Coast Guard coordinates rescue approximately 750 miles southeast of Bermuda

PORTSMOUTH, Va. — Watchstanders at the Coast Guard 5th District command center, here, coordinated a rescue approximately 750 miles southeast of Bermuda Saturday.

At approximately 8:30 a.m., the watchstanders received an HF radio Digital Selective Calling distress alert from a crewmember aboard the Maersk Bitan, a 675–foot freight ship, stating that a crewmember was missing and believed overboard.

The watchstanders called the Maersk Bitan and gathered as much information as they could from the crew.

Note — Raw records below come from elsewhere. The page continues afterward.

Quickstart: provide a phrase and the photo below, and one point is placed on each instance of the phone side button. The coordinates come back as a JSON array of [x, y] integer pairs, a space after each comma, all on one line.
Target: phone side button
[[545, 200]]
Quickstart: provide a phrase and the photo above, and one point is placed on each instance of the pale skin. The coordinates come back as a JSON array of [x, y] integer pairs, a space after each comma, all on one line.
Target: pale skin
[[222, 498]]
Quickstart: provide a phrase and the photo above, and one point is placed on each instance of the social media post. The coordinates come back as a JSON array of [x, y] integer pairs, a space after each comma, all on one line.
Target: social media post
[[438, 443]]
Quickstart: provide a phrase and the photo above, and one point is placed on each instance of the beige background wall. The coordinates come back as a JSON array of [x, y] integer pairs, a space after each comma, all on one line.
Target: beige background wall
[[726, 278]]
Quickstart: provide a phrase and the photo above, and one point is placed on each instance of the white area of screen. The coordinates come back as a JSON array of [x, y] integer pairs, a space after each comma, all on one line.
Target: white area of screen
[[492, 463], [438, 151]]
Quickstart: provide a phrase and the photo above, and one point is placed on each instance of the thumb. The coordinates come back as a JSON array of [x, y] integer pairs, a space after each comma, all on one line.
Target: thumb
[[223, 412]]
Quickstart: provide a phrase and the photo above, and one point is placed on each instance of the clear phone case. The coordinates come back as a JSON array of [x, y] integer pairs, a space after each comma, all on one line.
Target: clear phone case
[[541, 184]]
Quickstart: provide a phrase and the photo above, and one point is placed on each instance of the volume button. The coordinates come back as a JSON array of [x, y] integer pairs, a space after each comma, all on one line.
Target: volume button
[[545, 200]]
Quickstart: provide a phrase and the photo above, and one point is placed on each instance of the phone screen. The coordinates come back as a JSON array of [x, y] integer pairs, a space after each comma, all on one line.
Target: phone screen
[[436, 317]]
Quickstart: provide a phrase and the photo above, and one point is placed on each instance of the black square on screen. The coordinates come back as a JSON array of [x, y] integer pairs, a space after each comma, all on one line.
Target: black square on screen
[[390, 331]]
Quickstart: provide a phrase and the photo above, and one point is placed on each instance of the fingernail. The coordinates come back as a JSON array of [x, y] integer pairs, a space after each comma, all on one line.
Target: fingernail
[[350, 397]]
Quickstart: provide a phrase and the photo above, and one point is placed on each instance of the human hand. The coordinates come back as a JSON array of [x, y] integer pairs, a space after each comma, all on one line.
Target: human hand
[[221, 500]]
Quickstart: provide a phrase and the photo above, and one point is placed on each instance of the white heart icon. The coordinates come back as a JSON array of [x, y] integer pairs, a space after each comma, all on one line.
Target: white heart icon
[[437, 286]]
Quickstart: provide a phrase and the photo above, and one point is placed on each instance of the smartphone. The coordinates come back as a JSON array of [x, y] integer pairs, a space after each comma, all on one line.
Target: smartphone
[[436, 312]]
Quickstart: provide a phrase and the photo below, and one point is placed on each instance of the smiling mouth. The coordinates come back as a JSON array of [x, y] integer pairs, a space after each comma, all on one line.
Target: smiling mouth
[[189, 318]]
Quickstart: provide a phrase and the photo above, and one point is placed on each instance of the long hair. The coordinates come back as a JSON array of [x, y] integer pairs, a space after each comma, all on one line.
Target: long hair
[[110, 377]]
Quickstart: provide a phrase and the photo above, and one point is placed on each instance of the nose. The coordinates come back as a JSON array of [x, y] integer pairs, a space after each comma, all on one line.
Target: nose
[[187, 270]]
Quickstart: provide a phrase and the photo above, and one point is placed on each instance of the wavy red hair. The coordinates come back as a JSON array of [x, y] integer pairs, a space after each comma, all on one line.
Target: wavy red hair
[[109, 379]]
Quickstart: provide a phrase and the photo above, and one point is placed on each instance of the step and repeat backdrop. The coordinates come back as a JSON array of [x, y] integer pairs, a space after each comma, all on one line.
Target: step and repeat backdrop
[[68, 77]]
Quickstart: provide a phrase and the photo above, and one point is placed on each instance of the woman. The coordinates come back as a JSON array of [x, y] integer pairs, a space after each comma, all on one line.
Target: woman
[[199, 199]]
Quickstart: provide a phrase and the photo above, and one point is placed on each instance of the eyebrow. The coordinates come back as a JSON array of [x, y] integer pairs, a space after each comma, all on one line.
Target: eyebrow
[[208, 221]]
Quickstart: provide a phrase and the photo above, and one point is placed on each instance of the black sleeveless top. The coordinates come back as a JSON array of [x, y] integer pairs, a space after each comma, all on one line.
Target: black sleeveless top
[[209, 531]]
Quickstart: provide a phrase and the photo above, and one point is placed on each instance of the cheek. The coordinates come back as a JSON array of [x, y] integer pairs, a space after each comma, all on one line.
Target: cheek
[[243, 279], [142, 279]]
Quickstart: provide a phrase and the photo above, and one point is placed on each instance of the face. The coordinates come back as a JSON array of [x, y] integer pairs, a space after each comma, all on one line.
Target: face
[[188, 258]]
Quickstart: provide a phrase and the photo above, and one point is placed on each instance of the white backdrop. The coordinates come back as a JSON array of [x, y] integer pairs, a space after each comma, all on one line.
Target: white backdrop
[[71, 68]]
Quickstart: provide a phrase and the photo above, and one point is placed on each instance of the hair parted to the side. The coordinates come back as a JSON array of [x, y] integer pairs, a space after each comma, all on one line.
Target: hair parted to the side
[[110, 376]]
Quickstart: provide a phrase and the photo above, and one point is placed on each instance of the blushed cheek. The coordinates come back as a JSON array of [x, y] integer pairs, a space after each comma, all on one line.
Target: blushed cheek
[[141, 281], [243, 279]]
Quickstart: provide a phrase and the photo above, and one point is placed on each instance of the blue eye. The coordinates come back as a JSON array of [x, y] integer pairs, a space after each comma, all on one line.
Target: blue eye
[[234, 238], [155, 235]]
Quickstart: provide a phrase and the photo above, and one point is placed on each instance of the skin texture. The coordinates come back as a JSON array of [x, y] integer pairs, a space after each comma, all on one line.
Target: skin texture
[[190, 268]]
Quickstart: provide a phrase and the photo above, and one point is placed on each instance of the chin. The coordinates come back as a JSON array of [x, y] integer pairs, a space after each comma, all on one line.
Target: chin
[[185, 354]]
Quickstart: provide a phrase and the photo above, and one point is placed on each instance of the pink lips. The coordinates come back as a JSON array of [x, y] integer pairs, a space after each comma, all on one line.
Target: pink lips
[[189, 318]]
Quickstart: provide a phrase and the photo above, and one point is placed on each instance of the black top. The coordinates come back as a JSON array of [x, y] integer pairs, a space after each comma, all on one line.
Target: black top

“We asked, when was the person last seen, where the ship was at that time, when did the crew notice the man was missing and where the ship was when they knew they had a man overboard,” said Chief Petty Officer Heath Blanton, a watchstander with the Coast Guard 5th District command center. “Once those facts were gathered, we began the search planning using the Search And Rescue Optimal Planning System simulation model to track where the currents would drift a person based on all the environmental factors.”

The watchstanders sent out an enhanced group call then using AMVER, the Automated mutual-assistance vessel rescue system, they asked the captains of the Summer Flower, and the Phoenix Beauty to assist the crew of the Maersk Bitan with the search.

A crew aboard an HC-130 Hercules from Coast Guard Air Station Elizabeth City in Elizabeth City N.C. was launched to aid in the search.

Before arriving on scene, a crewmember aboard the Maersk Bitan contacted the command center at approximately 3 p.m. and reported they had located the man treading water in the search area supplied by the Coast Guard watchstanders.

“This was the culmination of excellent coordination and planning by the D5 Command Center and the two motor vessels that volunteered to divert and search for a mariner lost at sea,” said Brian Neilan, a watchstander with the Coast Guard 5th District Command Center. “This was a great success story, and the odds were not in favor of a good outcome.”

Based on the information passed by the ship’s captain, the man had been in the water for approximately 10 hours prior to his recovery.

“The search area covered 750 square nautical miles,” said Lt. j.g. Brendan Salerno a watchstander with the Coast Guard 5th District Command Center. “We are extremely pleased with the outcome and appreciate the search effort by all involved. This is a rare outcome based on the distance offshore and the amount of time between falling overboard and the ship realizing a crew member was missing.”